Кровь хлынула к его щекам, но – повезло – вопрос не услышали, Мира в этот момент обратилась ко всем:
– Ваша задачка изначально не верна, в определении содержится ошибка, которая сводит решение на нет.
– Ошибки нет! – вспылила Амелия.
– Была бы троица разумна – не стала бы, едва оставшись наедине, кидаться друг на друга. И нормальный исследователь не потащил бы живых существ на яхту, если у них обнаружился разум. А по самой загадке скажу, что ей сто лет в обед, это переделанная история про лодку, которая вмещает двоих, про лодочника и про трех человек разных наций, которых нужно перевезти через реку, причем из этой тройки первый за что-то ненавидит второго, второй с детства не любит третьего, а третьему на всех плевать, лишь бы не трогали. Отгадка в том, что одного периодически нужно возить обратно.
Амелия скорчила недовольную рожицу, а Ганс покачал головой:
– Эти нации… Как можно было не договориться между собой? Не понимаю.
– Они тоже друг друга не понимали, – объяснила Мира. – Языки были разные.
– А нам из-за них приходится все пять языков осваивать, и это не считая общего.
Мира фыркнула:
– Пять? В международной организации, которая объединяла землян, было двести наций! И язык у каждого свой.
– Они учили все двести?! – не поверил Ганс.
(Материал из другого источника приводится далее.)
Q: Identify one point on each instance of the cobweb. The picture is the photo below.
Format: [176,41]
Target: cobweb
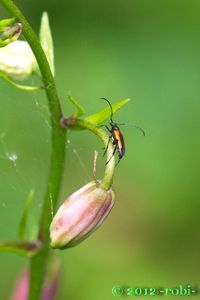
[12,156]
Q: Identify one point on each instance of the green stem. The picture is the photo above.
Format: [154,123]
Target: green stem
[39,261]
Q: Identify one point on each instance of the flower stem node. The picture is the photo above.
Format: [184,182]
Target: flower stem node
[81,214]
[10,30]
[17,60]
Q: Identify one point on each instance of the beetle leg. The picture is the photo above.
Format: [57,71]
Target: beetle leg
[107,145]
[112,154]
[106,127]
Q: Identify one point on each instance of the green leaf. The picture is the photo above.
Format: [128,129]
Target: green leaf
[24,217]
[46,40]
[103,115]
[7,22]
[80,110]
[19,86]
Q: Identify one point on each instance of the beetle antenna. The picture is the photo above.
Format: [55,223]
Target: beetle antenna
[111,110]
[137,127]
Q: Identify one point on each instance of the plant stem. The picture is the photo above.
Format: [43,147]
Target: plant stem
[39,261]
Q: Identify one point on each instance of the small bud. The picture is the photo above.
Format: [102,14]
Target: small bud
[10,30]
[17,60]
[81,214]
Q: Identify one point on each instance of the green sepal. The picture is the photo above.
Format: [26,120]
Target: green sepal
[24,217]
[80,110]
[19,86]
[103,115]
[46,40]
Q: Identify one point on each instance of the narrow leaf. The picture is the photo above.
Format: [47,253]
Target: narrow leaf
[24,217]
[103,115]
[19,86]
[46,40]
[80,110]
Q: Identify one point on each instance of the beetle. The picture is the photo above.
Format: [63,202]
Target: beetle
[116,137]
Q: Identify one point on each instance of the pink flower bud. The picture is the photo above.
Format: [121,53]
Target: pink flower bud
[82,213]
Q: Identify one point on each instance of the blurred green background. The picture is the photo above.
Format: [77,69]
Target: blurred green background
[148,51]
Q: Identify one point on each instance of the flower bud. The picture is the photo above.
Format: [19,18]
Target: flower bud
[82,213]
[17,60]
[10,30]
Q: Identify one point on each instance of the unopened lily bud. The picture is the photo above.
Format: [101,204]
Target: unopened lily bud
[17,60]
[82,213]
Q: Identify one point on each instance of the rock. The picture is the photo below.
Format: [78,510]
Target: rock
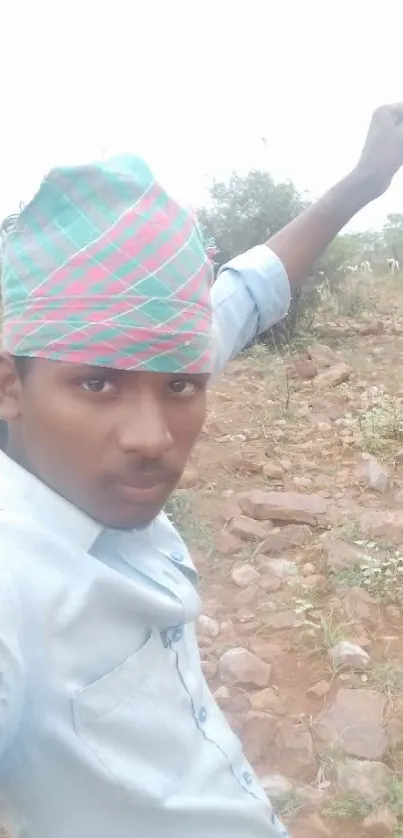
[383,523]
[244,575]
[245,465]
[322,355]
[308,569]
[294,535]
[190,477]
[238,666]
[304,369]
[380,824]
[223,697]
[273,471]
[259,731]
[303,483]
[207,626]
[340,555]
[368,779]
[284,506]
[282,620]
[336,374]
[358,604]
[346,654]
[319,690]
[247,528]
[267,701]
[209,669]
[376,475]
[295,746]
[277,787]
[246,596]
[227,543]
[271,585]
[354,723]
[313,827]
[281,568]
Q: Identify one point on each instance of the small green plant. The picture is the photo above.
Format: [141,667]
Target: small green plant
[379,425]
[349,806]
[290,805]
[180,509]
[380,572]
[395,796]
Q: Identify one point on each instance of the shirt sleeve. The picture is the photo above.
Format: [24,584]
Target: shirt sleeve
[12,675]
[251,294]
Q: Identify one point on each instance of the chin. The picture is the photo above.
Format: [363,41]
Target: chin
[130,519]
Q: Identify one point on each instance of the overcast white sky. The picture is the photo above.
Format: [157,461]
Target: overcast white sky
[194,86]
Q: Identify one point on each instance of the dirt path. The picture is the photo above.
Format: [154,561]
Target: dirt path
[289,577]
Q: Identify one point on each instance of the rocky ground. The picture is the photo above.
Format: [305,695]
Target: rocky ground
[293,508]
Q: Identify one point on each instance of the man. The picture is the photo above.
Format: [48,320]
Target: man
[107,726]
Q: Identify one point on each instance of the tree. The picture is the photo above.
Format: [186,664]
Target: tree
[247,211]
[393,236]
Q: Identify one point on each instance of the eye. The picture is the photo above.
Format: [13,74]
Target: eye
[184,388]
[97,385]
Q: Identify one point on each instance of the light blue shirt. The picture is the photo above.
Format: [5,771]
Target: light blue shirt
[107,725]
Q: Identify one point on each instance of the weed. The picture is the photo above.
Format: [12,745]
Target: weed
[349,806]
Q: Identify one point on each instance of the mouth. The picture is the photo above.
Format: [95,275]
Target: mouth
[144,491]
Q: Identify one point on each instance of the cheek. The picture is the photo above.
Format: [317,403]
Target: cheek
[188,423]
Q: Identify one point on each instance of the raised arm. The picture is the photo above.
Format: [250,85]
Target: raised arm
[299,244]
[252,292]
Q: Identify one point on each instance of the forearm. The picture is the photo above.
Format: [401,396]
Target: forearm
[301,242]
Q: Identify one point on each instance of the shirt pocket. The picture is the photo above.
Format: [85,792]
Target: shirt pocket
[129,719]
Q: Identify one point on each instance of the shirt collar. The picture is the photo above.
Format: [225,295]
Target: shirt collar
[23,493]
– Не знаю. Сохранились языки тех, кто отправил ковчеги, с тех пор мы учим всю пятерку.
– И общий, – добавил Ганс. – Он хоть и состоит из их смеси, но это отдельный язык. Уже шесть.
Угощения манили, Сергей видел, как гости поочередно оглядываются на стол, но приглашения садиться не поступало. Он тихо спросил Миру:
– Ждешь родителей?
Ее мама работала медиком в восстановительном центре, папа был инженером техподдержки.
– Они у себя, – палец Миры указал вниз, где располагались спальни. – Остальное полностью в нашем распоряжении.
Последняя мысль должна была обрадовать… но нет. Глядя в сторону, он глухо поинтересовался:
– Будет кто-то еще?
Мира опустила глаза:
– Должен Вик подойти.
– Ясно.
Тягостность минуты разрядила Амелия:
– Пока ждем, давайте сыграем во что-нибудь. В конце концов, мы так редко собираемся, а есть множество игр, в которые с дисплеем не сыграть. Предлагаю по жребию завязать кому-нибудь глаза, и пусть он на ощупь отгадает того, кого найдет!